Vought, who also ran OMB in the first Trump administration, said in two recent confirmation hearings before other Senate committees that he believed a 1974 “impoundment” law, which prevents presidents for blocking spending authorized by Congress, is unconstitutional.
“We are hearing from Medicaid offices across the country” that they have been locked out of federal funding systems, said Senator Maggie Hassan of New Hampshire, a member of the finance committee.
Stealing the power of the purse from Congress is part of a “sweeping authoritarian power grab” by the president since Trump took office one week ago, Senator Jeff Merkley of Oregon, the ranking Democrat on the budget committee, told reporters at the Capitol.
“Donald Trump is stealing from taxpayers to fund tax cuts for billionaires, and House Republicans are celebrating,” said Representative Katherine Clark of Massachusetts, the Democratic whip, in a statement.
Republicans in Congress reject that perception.

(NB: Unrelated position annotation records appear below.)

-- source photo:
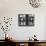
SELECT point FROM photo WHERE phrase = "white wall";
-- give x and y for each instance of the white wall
(12, 8)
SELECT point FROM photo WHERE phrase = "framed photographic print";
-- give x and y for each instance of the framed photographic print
(25, 19)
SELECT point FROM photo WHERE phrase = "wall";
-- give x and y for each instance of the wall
(11, 8)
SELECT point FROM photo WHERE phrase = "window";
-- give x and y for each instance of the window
(26, 20)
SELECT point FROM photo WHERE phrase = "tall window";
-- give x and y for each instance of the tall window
(26, 20)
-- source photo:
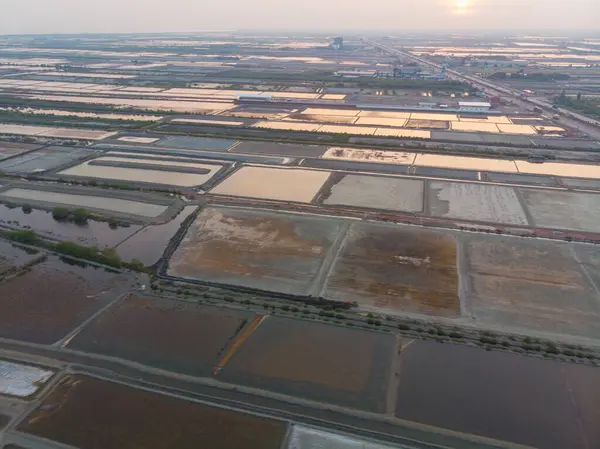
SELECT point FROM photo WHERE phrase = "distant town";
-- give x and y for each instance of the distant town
(224, 240)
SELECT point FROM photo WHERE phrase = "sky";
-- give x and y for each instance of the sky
(115, 16)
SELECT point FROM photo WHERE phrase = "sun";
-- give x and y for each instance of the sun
(461, 7)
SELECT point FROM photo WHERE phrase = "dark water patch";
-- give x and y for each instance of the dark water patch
(149, 244)
(91, 233)
(509, 397)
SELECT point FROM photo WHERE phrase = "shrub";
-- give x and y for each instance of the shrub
(80, 215)
(26, 236)
(60, 213)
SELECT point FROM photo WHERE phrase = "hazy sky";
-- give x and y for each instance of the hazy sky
(75, 16)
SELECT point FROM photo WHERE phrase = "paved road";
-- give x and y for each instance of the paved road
(568, 118)
(364, 424)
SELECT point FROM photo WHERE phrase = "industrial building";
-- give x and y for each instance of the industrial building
(474, 106)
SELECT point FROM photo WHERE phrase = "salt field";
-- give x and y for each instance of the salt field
(478, 202)
(87, 201)
(378, 192)
(44, 131)
(21, 380)
(147, 170)
(273, 183)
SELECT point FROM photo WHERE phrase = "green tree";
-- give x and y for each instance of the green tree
(111, 257)
(25, 236)
(136, 265)
(80, 215)
(60, 213)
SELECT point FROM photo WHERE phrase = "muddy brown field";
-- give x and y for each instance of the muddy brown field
(318, 361)
(44, 304)
(168, 334)
(533, 284)
(93, 414)
(394, 268)
(12, 257)
(265, 250)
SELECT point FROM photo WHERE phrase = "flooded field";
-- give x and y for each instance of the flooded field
(171, 335)
(325, 111)
(153, 171)
(427, 124)
(13, 257)
(44, 131)
(478, 202)
(21, 380)
(339, 119)
(288, 126)
(279, 149)
(563, 210)
(476, 127)
(310, 438)
(63, 113)
(196, 143)
(315, 361)
(264, 250)
(141, 103)
(149, 244)
(531, 285)
(47, 302)
(127, 418)
(377, 192)
(400, 132)
(87, 201)
(133, 139)
(517, 129)
(560, 169)
(208, 121)
(509, 397)
(381, 121)
(94, 233)
(43, 160)
(9, 149)
(273, 183)
(385, 114)
(465, 163)
(366, 155)
(339, 129)
(396, 269)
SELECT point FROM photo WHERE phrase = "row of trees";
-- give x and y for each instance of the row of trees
(105, 256)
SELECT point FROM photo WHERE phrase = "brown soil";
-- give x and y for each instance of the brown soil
(249, 245)
(330, 356)
(426, 124)
(92, 414)
(398, 269)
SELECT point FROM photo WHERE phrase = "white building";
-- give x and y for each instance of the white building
(474, 106)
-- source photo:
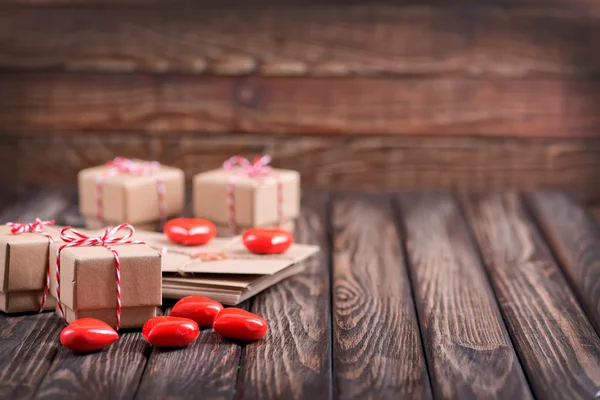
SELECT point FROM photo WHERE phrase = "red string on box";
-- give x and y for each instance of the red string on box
(74, 238)
(36, 227)
(121, 165)
(258, 169)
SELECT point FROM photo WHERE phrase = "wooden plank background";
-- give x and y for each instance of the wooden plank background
(465, 94)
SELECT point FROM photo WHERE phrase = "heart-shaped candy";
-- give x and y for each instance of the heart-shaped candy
(88, 334)
(235, 323)
(170, 331)
(190, 231)
(197, 308)
(267, 240)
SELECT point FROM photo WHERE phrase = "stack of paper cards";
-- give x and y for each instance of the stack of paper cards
(223, 269)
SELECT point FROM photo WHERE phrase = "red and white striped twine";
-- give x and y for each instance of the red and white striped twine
(36, 227)
(74, 238)
(258, 169)
(121, 165)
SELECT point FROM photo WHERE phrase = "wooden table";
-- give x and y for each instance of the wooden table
(426, 295)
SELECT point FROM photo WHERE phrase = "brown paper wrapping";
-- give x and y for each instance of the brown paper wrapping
(87, 277)
(255, 198)
(24, 260)
(131, 317)
(131, 198)
(25, 301)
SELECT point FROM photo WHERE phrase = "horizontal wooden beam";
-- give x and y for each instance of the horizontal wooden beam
(165, 104)
(390, 162)
(257, 3)
(306, 41)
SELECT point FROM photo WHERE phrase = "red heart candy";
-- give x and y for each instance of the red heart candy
(267, 240)
(170, 331)
(197, 308)
(88, 334)
(190, 231)
(235, 323)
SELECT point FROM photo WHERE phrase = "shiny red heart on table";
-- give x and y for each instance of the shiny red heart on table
(88, 334)
(267, 240)
(190, 231)
(200, 309)
(235, 323)
(170, 331)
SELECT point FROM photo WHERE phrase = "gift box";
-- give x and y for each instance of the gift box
(24, 251)
(132, 191)
(246, 194)
(226, 231)
(89, 284)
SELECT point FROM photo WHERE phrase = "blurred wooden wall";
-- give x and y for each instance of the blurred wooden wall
(464, 94)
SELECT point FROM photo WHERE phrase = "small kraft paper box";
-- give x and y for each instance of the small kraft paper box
(24, 250)
(135, 191)
(88, 278)
(246, 194)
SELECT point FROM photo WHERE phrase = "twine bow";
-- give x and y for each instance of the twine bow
(17, 228)
(110, 237)
(121, 165)
(257, 169)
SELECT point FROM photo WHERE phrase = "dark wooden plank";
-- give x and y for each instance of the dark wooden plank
(595, 210)
(575, 238)
(208, 368)
(558, 348)
(469, 352)
(405, 162)
(308, 41)
(294, 360)
(262, 3)
(113, 373)
(376, 345)
(28, 342)
(62, 102)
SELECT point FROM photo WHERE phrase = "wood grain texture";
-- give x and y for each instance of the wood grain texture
(112, 373)
(295, 356)
(320, 40)
(28, 342)
(469, 352)
(404, 162)
(208, 368)
(575, 239)
(376, 344)
(61, 102)
(595, 210)
(558, 348)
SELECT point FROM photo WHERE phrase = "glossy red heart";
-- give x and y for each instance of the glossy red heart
(190, 231)
(170, 331)
(235, 323)
(197, 308)
(88, 334)
(267, 240)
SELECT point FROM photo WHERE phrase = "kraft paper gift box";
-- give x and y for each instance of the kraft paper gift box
(88, 285)
(131, 191)
(23, 269)
(223, 269)
(254, 200)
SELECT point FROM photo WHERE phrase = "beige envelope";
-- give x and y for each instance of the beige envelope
(184, 259)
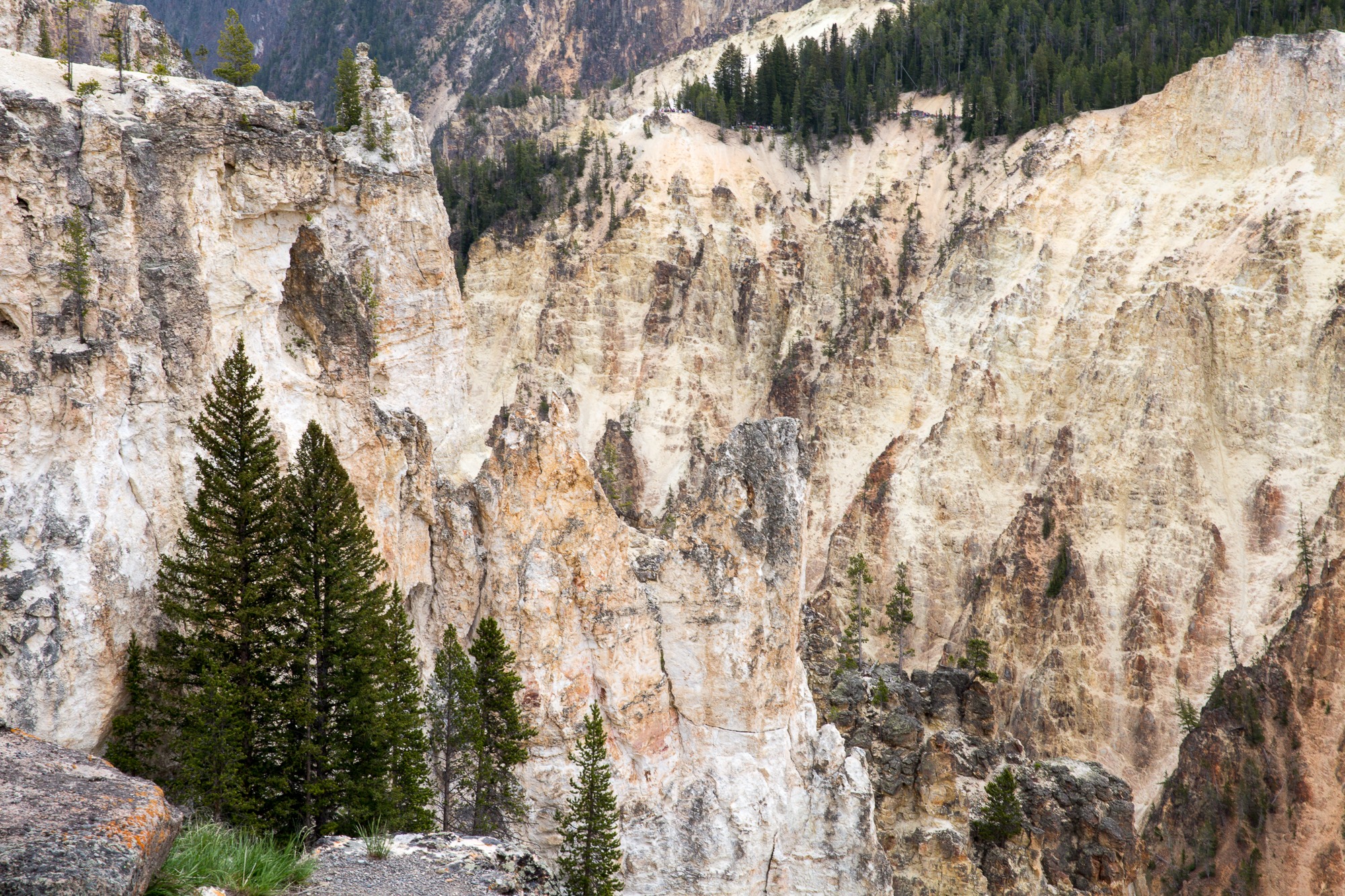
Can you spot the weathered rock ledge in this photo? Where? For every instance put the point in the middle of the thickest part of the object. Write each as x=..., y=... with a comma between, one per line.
x=72, y=825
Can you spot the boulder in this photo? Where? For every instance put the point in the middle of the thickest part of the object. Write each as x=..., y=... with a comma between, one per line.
x=71, y=823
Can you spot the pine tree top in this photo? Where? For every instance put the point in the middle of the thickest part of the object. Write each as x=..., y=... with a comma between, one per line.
x=237, y=52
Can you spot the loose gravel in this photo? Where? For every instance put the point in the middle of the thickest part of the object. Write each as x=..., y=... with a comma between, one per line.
x=424, y=865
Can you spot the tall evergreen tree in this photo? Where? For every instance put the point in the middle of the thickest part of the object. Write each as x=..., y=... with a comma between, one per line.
x=236, y=53
x=354, y=710
x=591, y=849
x=397, y=727
x=349, y=112
x=900, y=614
x=852, y=639
x=455, y=725
x=223, y=589
x=135, y=732
x=498, y=797
x=333, y=565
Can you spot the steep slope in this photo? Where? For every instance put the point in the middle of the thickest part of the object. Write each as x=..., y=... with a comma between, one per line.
x=1128, y=326
x=440, y=49
x=1256, y=805
x=216, y=213
x=212, y=212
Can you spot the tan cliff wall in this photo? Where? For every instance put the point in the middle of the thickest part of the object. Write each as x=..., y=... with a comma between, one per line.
x=216, y=213
x=1128, y=325
x=213, y=213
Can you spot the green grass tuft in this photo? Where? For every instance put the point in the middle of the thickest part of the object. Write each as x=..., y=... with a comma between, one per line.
x=379, y=841
x=215, y=854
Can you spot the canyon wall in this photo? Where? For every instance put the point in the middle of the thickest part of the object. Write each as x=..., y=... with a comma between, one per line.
x=212, y=213
x=215, y=213
x=1113, y=348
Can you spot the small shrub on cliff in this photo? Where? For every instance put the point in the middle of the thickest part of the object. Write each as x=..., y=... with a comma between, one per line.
x=591, y=850
x=1001, y=815
x=135, y=731
x=237, y=53
x=213, y=854
x=900, y=614
x=1061, y=569
x=852, y=639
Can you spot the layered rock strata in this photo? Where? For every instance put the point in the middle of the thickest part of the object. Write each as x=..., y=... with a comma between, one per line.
x=1256, y=805
x=216, y=213
x=1110, y=349
x=212, y=213
x=688, y=642
x=72, y=825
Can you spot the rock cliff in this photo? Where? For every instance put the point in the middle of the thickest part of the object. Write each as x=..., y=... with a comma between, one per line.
x=147, y=44
x=1110, y=350
x=212, y=212
x=1256, y=805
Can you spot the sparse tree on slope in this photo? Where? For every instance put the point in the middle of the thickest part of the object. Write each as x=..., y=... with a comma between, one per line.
x=504, y=733
x=135, y=731
x=224, y=592
x=236, y=53
x=852, y=639
x=1001, y=815
x=349, y=112
x=591, y=850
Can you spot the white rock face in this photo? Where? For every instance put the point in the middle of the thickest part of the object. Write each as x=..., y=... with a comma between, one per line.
x=689, y=646
x=200, y=200
x=1130, y=326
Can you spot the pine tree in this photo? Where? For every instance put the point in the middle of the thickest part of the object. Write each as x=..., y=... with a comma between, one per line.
x=978, y=661
x=68, y=48
x=236, y=52
x=498, y=795
x=349, y=112
x=400, y=724
x=354, y=701
x=135, y=731
x=116, y=36
x=1305, y=555
x=333, y=565
x=224, y=592
x=455, y=739
x=1001, y=815
x=852, y=639
x=900, y=612
x=75, y=267
x=591, y=849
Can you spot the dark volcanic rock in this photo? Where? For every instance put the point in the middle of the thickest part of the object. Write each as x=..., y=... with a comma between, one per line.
x=72, y=825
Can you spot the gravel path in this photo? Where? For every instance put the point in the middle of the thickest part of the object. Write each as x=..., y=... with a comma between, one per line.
x=424, y=865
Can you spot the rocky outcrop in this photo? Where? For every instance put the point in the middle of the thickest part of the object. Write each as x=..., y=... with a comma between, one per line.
x=212, y=212
x=689, y=645
x=934, y=743
x=72, y=825
x=1256, y=805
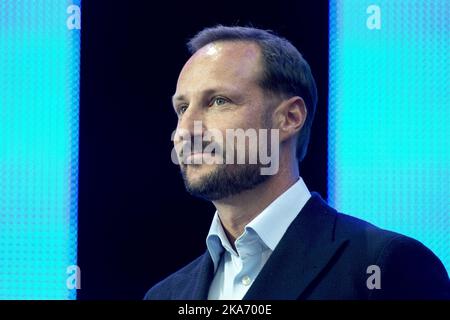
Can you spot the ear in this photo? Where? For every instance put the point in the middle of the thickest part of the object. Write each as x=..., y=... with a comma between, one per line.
x=290, y=116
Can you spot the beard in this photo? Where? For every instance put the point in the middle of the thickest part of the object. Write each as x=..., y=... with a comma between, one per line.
x=224, y=181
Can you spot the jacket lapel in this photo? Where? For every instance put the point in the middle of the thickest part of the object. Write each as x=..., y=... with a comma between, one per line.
x=201, y=280
x=305, y=250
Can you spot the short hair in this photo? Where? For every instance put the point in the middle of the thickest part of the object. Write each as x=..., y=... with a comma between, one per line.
x=285, y=72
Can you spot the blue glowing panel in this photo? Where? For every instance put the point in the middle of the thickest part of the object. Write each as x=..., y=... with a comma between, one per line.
x=389, y=116
x=39, y=103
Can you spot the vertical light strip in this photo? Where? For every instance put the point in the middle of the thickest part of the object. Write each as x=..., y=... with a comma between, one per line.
x=39, y=108
x=389, y=116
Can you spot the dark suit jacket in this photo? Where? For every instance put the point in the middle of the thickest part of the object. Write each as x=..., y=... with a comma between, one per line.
x=325, y=255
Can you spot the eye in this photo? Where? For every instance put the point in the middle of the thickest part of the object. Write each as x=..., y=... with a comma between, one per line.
x=219, y=101
x=182, y=109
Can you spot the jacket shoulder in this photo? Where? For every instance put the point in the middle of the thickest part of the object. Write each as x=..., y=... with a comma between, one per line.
x=409, y=270
x=164, y=290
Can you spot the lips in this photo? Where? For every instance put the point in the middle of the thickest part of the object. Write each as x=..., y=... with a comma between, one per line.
x=196, y=157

The president’s order is intended to ensure the government’s money “is spent wisely and well,” Senate Majority Leader John Thune of South Dakota told reporters Tuesday afternoon in the rotunda of the U.S. Capitol. He added it is not unusual for a new administration to pause funding, noting the previous president, Democrat Joe Biden, did so regarding the allocated money for expansion of a wall on the U.S. southern border of Mexico, which was a highlighted project of the first Trump administration.
Biden’s action was not as sweeping as the one taken this week by the Trump administration.
“Everybody take a deep breath, stay calm” during the 90-day review of the federally funded programs, advised Senator James Risch, the Idaho Republican who chairs the foreign relations committee. “We’ll get this done and reduce spending.”